Are the American Board of Medical Specialties (ABMS) and the American Board of Internal Medicine (ABIM) violating US physicians’ right to privacy through their online certification process?Who is in charge of ABMS/ABIM testing security? ABIM has been advertising Maintenance of Certification® (MOC®) using two-year assessments in the “privacy of your home or office.” They are avoiding the obvious fact that they are not ready and the platform is wholly untested for the theft of identity, credit cards, bank accounts, email content, patient information, and the whole gamut of personal and professional information. If the American College of Cardiology (ACC) is involved with the ABIM to promote their products, then they, too, are either totally ignorant of this or purposefully turning a blind eye to this reality. Recall that ABIM’s former Direector of Test Security was never formally disclosed to physicians in 2008, nor was his departure from ABIM last year. That individual used an online alias that never hinted at his past nor disclosed his relationship with the shady test security firm, Caveon, with whom the ABIM is using for their (unsecure) Knowledge Check-in’s. It was only after a Puerto Rican physician who was sued by the ABIM for possible copyright infringment (a case which they lost), that the true identity and troubling background of ABIM’s Test Security Director became known.
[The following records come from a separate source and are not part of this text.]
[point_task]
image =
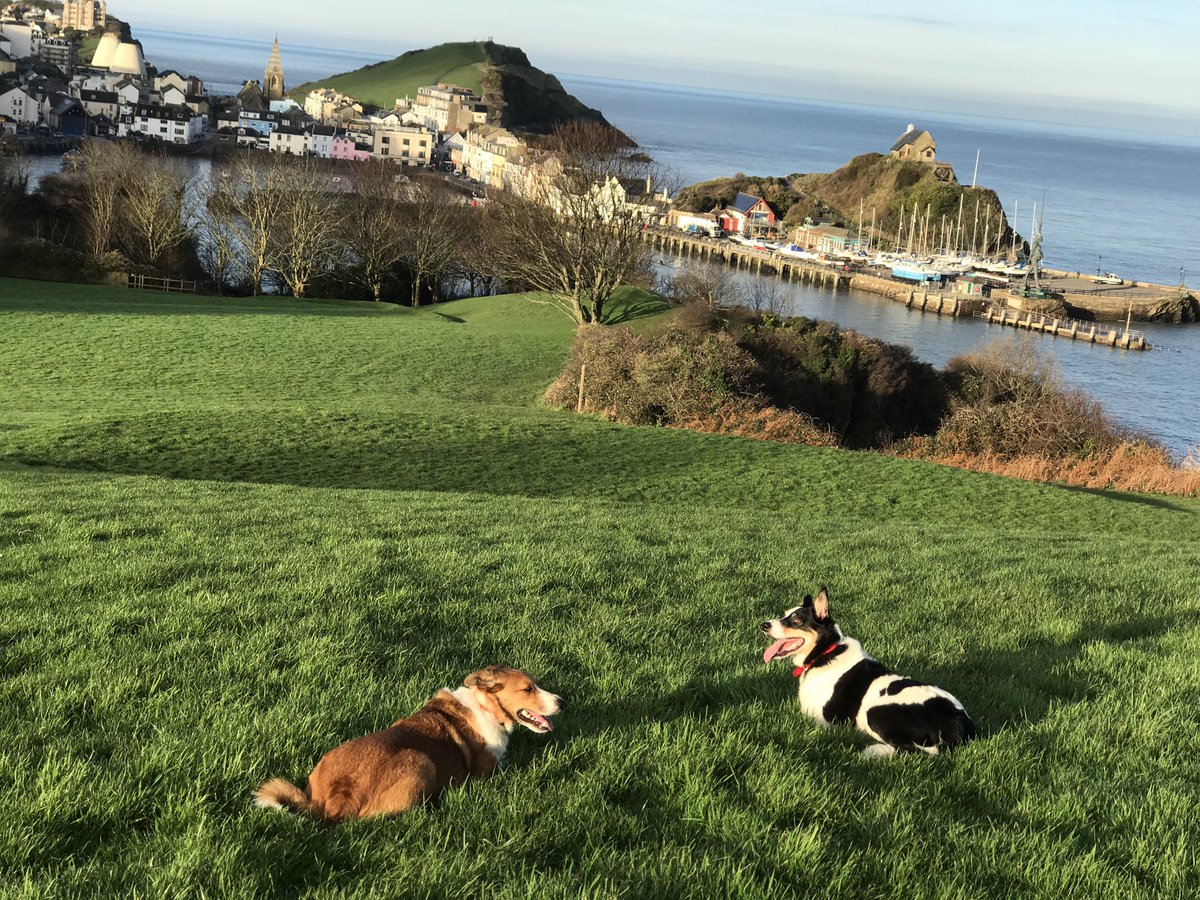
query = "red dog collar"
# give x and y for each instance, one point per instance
(801, 670)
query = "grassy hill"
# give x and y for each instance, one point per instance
(868, 183)
(235, 533)
(384, 82)
(519, 95)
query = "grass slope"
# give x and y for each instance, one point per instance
(234, 534)
(381, 84)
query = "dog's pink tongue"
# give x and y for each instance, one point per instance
(775, 648)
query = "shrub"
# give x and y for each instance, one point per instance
(733, 371)
(1008, 402)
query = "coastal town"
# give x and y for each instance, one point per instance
(77, 73)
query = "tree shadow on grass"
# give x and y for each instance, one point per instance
(1000, 688)
(1157, 501)
(635, 310)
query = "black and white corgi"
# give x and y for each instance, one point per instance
(840, 684)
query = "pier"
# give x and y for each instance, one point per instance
(762, 262)
(1062, 327)
(743, 258)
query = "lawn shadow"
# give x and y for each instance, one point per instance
(1156, 501)
(635, 310)
(1024, 683)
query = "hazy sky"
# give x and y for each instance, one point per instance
(1103, 57)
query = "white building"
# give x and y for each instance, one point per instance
(313, 141)
(19, 106)
(173, 125)
(411, 147)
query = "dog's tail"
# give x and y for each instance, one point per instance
(282, 795)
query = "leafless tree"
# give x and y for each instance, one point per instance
(576, 233)
(304, 239)
(13, 177)
(375, 222)
(153, 210)
(435, 223)
(708, 283)
(257, 197)
(106, 171)
(214, 221)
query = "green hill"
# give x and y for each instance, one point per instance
(519, 95)
(235, 533)
(383, 83)
(868, 183)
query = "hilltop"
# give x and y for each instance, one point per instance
(868, 181)
(519, 95)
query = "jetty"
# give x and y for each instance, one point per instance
(840, 277)
(1063, 327)
(743, 257)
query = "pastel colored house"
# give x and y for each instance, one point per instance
(748, 215)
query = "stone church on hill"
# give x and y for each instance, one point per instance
(273, 78)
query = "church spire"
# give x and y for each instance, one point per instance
(273, 78)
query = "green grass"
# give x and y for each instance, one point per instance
(234, 534)
(383, 83)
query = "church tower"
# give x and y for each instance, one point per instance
(273, 78)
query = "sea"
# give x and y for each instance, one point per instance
(1110, 199)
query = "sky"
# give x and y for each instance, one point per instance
(1102, 61)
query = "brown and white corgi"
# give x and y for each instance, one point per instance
(460, 733)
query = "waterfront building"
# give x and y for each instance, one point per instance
(447, 107)
(694, 222)
(84, 15)
(173, 125)
(106, 103)
(823, 237)
(58, 53)
(21, 37)
(402, 144)
(749, 215)
(273, 78)
(331, 107)
(917, 145)
(312, 141)
(485, 153)
(347, 148)
(67, 117)
(19, 106)
(105, 51)
(263, 121)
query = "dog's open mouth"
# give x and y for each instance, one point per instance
(534, 721)
(783, 648)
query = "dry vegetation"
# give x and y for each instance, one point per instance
(1003, 411)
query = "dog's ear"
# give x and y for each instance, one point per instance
(821, 606)
(485, 681)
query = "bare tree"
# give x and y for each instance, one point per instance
(214, 221)
(436, 222)
(709, 283)
(576, 233)
(305, 237)
(257, 198)
(106, 171)
(153, 210)
(375, 223)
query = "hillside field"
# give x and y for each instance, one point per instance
(383, 83)
(237, 533)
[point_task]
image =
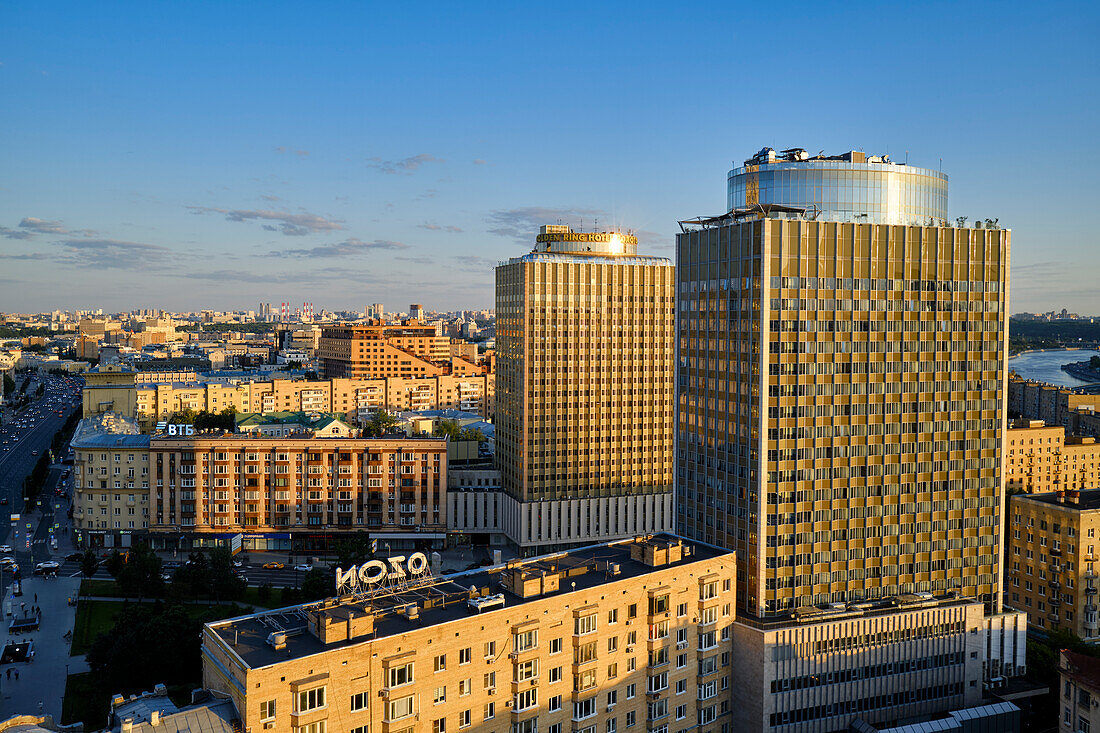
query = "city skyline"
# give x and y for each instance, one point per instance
(237, 160)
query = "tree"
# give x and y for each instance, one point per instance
(380, 424)
(318, 583)
(141, 575)
(447, 428)
(88, 564)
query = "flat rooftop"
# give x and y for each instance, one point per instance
(444, 599)
(1082, 502)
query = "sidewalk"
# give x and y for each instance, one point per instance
(43, 678)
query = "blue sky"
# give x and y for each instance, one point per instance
(217, 154)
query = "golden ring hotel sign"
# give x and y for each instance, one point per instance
(587, 237)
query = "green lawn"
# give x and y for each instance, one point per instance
(85, 702)
(92, 619)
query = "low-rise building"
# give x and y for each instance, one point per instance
(1052, 561)
(1078, 692)
(625, 636)
(110, 481)
(296, 492)
(1041, 458)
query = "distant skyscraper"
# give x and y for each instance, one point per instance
(584, 389)
(842, 390)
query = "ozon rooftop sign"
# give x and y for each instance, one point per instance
(393, 571)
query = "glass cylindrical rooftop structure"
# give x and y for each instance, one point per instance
(848, 187)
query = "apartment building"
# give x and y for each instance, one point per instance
(1053, 557)
(1051, 403)
(878, 663)
(296, 492)
(584, 389)
(1040, 458)
(627, 636)
(1079, 692)
(110, 481)
(376, 350)
(152, 402)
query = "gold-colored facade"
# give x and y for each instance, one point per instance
(584, 373)
(1053, 559)
(1041, 458)
(840, 406)
(622, 637)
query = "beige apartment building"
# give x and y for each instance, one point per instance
(1078, 692)
(110, 482)
(296, 493)
(376, 350)
(154, 401)
(1052, 560)
(584, 389)
(1040, 458)
(627, 636)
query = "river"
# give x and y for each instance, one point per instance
(1046, 365)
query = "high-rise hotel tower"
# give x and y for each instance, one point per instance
(584, 390)
(840, 394)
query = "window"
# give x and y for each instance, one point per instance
(311, 699)
(527, 670)
(400, 675)
(584, 709)
(525, 641)
(400, 708)
(527, 699)
(584, 624)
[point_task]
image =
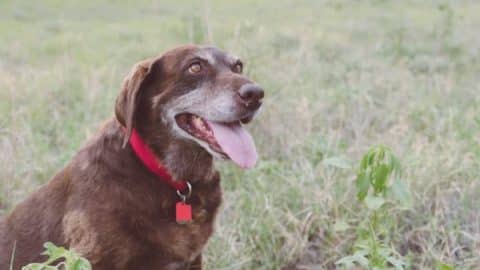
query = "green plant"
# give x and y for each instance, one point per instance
(380, 188)
(60, 258)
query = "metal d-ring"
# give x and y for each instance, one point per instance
(184, 197)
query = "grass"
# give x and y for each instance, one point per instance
(341, 76)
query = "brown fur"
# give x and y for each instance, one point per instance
(106, 205)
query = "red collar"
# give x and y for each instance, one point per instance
(148, 158)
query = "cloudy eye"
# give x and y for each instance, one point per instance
(195, 68)
(238, 67)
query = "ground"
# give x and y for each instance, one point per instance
(340, 77)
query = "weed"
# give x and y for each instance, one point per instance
(60, 258)
(379, 187)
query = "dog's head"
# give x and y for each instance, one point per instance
(195, 93)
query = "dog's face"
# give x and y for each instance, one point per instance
(197, 94)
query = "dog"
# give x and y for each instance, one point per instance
(143, 193)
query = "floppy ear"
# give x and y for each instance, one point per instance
(129, 98)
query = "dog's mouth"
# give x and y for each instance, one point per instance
(229, 140)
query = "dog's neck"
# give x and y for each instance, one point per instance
(187, 161)
(184, 159)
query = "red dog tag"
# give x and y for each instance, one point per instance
(183, 213)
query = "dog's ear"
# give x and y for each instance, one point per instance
(129, 98)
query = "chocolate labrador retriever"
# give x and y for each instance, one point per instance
(143, 193)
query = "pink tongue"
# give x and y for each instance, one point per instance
(236, 142)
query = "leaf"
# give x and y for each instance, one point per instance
(444, 266)
(358, 257)
(374, 202)
(363, 184)
(380, 178)
(338, 162)
(82, 264)
(341, 226)
(398, 264)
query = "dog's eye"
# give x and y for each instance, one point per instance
(195, 68)
(238, 67)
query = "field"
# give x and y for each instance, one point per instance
(340, 77)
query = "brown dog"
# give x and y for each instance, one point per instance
(184, 107)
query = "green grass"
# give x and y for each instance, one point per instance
(340, 76)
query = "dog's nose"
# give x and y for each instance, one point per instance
(251, 95)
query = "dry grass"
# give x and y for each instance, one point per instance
(340, 76)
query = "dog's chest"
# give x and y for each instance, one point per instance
(186, 241)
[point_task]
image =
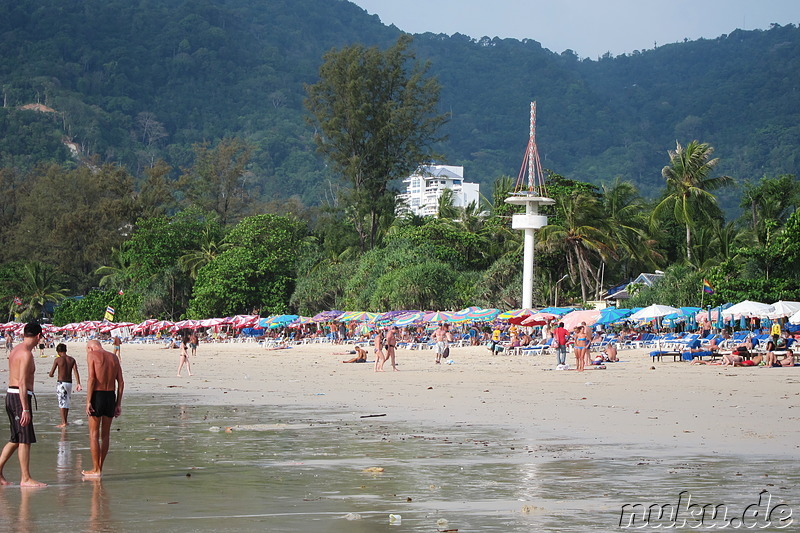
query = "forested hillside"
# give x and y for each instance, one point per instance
(134, 81)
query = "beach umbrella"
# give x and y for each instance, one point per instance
(516, 313)
(784, 309)
(358, 316)
(560, 311)
(574, 318)
(653, 311)
(391, 316)
(244, 321)
(536, 319)
(409, 318)
(475, 314)
(282, 320)
(301, 321)
(327, 316)
(188, 324)
(747, 309)
(609, 315)
(364, 328)
(161, 325)
(266, 321)
(437, 316)
(111, 326)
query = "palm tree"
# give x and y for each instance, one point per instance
(582, 237)
(211, 246)
(625, 215)
(770, 202)
(118, 273)
(688, 188)
(40, 284)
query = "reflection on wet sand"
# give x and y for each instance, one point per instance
(178, 469)
(100, 511)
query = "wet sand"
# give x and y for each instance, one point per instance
(702, 409)
(283, 440)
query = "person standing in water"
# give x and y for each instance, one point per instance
(66, 366)
(378, 344)
(184, 357)
(21, 368)
(103, 402)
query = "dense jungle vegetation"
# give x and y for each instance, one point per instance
(172, 162)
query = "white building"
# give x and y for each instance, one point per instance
(425, 186)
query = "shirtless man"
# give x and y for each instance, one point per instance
(391, 345)
(443, 337)
(360, 355)
(378, 344)
(66, 366)
(611, 352)
(193, 341)
(118, 347)
(21, 368)
(102, 404)
(9, 342)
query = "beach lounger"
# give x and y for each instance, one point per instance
(659, 354)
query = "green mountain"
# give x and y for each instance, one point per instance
(136, 80)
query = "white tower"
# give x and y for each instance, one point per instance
(531, 195)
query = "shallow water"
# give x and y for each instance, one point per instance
(176, 468)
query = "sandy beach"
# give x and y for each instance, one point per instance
(288, 440)
(636, 402)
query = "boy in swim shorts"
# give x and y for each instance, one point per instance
(66, 366)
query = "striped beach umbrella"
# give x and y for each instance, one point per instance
(516, 313)
(437, 316)
(409, 318)
(475, 314)
(358, 316)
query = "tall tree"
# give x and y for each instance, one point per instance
(689, 188)
(40, 284)
(375, 112)
(581, 233)
(216, 182)
(769, 202)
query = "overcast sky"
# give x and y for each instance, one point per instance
(588, 27)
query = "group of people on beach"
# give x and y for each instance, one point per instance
(104, 389)
(386, 340)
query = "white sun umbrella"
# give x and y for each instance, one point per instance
(651, 312)
(783, 309)
(747, 309)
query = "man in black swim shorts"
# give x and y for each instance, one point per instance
(21, 369)
(103, 402)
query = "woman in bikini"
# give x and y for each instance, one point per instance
(184, 357)
(379, 357)
(581, 342)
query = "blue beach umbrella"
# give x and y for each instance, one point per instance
(609, 315)
(559, 311)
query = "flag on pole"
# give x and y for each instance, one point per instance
(707, 288)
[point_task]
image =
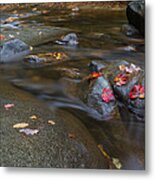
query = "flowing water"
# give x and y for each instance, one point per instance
(59, 85)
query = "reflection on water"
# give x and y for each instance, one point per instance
(100, 37)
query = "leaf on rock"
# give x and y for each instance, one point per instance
(138, 91)
(95, 75)
(129, 69)
(2, 37)
(29, 131)
(33, 117)
(8, 106)
(107, 95)
(51, 122)
(20, 125)
(117, 163)
(121, 79)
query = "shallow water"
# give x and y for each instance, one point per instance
(100, 38)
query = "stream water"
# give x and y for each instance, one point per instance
(100, 38)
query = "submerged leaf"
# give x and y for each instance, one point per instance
(107, 95)
(8, 106)
(29, 131)
(121, 79)
(20, 125)
(117, 163)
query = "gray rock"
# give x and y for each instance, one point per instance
(13, 50)
(104, 110)
(70, 39)
(52, 146)
(129, 30)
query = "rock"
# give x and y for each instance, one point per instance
(137, 106)
(53, 146)
(46, 58)
(129, 30)
(35, 36)
(104, 110)
(136, 15)
(70, 39)
(13, 50)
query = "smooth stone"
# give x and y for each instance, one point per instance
(52, 146)
(13, 50)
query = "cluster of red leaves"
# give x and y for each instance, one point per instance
(131, 69)
(138, 91)
(95, 75)
(107, 95)
(121, 79)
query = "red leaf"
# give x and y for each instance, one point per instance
(121, 79)
(107, 95)
(138, 91)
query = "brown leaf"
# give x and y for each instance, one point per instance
(20, 125)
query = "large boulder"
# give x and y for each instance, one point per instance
(100, 96)
(13, 50)
(136, 15)
(65, 144)
(129, 87)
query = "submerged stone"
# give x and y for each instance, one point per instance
(13, 50)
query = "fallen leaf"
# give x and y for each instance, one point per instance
(33, 117)
(29, 131)
(103, 151)
(121, 79)
(117, 163)
(8, 106)
(107, 95)
(51, 122)
(71, 135)
(138, 91)
(20, 125)
(2, 37)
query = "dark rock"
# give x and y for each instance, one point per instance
(103, 110)
(129, 30)
(122, 92)
(70, 39)
(13, 50)
(136, 15)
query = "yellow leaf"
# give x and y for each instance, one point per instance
(20, 125)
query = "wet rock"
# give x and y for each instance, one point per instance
(34, 36)
(51, 146)
(70, 39)
(13, 50)
(136, 15)
(122, 92)
(129, 30)
(103, 109)
(46, 58)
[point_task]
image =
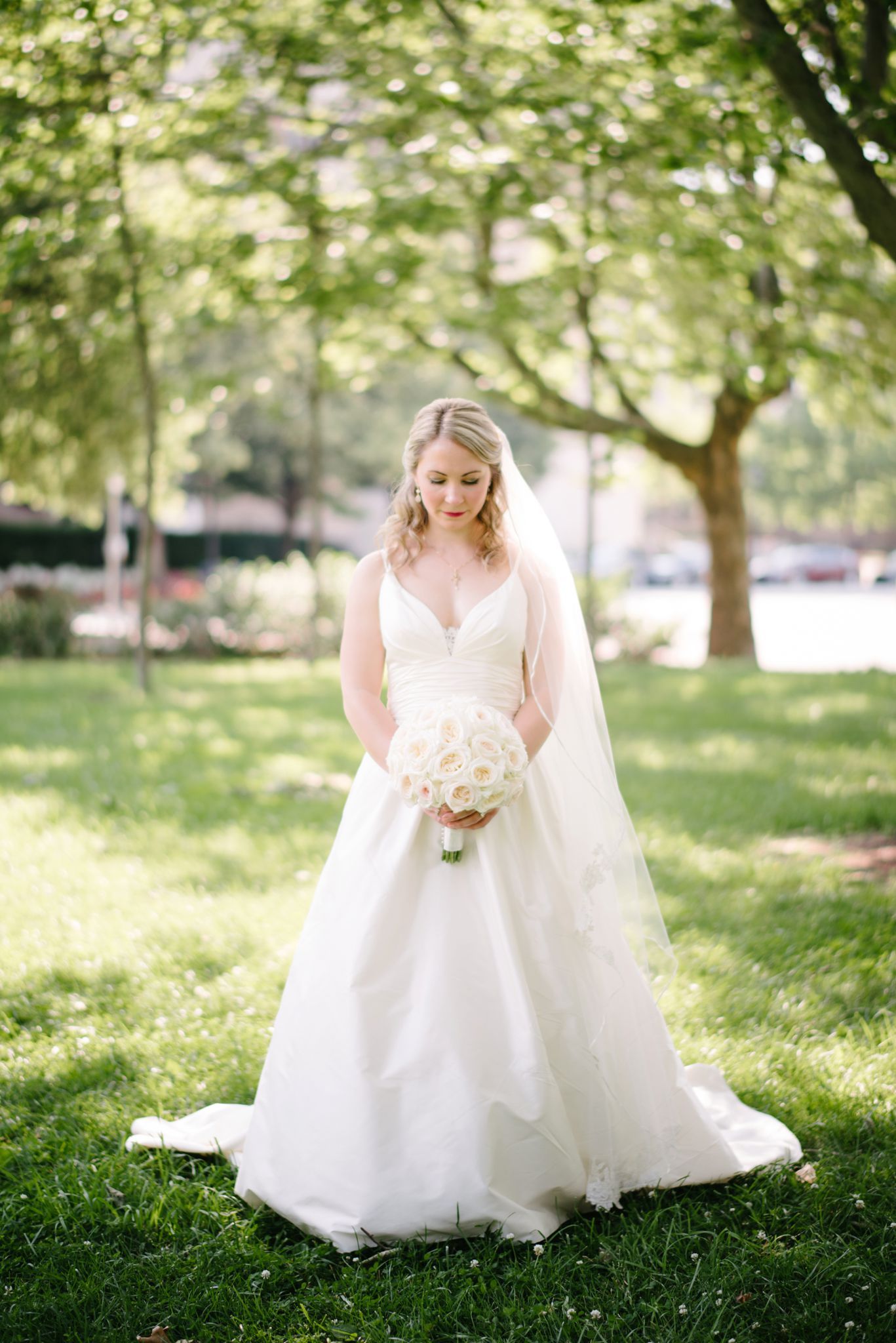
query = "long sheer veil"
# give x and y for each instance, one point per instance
(600, 848)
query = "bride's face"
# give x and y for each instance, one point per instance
(453, 481)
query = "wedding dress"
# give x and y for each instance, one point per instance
(454, 1051)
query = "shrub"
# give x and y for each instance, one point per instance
(260, 607)
(35, 622)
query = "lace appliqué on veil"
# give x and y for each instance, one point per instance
(593, 875)
(645, 1169)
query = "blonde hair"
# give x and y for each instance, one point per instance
(471, 426)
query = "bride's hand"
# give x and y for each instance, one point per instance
(461, 820)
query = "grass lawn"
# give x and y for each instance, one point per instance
(156, 862)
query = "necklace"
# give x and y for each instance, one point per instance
(454, 569)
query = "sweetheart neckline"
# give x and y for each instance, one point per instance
(456, 629)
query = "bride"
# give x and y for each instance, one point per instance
(476, 1045)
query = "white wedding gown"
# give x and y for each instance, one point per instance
(448, 1054)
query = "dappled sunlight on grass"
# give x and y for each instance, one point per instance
(159, 860)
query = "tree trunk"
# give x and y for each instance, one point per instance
(149, 395)
(720, 493)
(589, 540)
(290, 500)
(315, 445)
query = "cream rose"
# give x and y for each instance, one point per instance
(449, 763)
(485, 744)
(482, 774)
(449, 729)
(461, 795)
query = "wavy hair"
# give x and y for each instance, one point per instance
(471, 426)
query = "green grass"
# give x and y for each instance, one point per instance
(156, 862)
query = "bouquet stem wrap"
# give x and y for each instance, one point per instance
(452, 844)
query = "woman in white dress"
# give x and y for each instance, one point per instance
(476, 1045)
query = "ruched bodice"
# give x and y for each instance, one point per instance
(426, 661)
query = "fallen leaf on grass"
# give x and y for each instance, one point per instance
(160, 1335)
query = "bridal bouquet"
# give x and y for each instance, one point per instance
(461, 753)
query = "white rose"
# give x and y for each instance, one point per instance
(461, 795)
(486, 744)
(449, 730)
(482, 772)
(449, 763)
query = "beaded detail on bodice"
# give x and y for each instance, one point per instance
(481, 656)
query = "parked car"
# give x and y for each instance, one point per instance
(806, 563)
(608, 561)
(687, 562)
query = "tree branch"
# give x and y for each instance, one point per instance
(872, 201)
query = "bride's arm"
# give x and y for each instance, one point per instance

That Test Security Director’s also worked (works?) for Caveon. Caveon uses a former Ballard Spahr (ABIM’s legal team) lawyer, Mr. Marc Weinstein, to target test-takers they feel may have cheated. This opens a huge Pandora’s Box of concerns for physicians who undergo online “continuous certification.” The potential to ruin a physician’s hard-earned reputation and professional credibility on the basis of an online proctor’s insinuation of an errant keystroke pattern or suspicious gaze during testing without due process is real. And Caveon’s system test security system offers no credible safeguards against identity or credit card theft, or mirror-imaging of our computer’s files or keystrokes for their purposes.
Are physicians really going to allow such testing tactics to occur in our own homes?
Not only no, but hell no.
This MOC® craziness has to stop. It is now officially violating physicians’ civil liberty protections.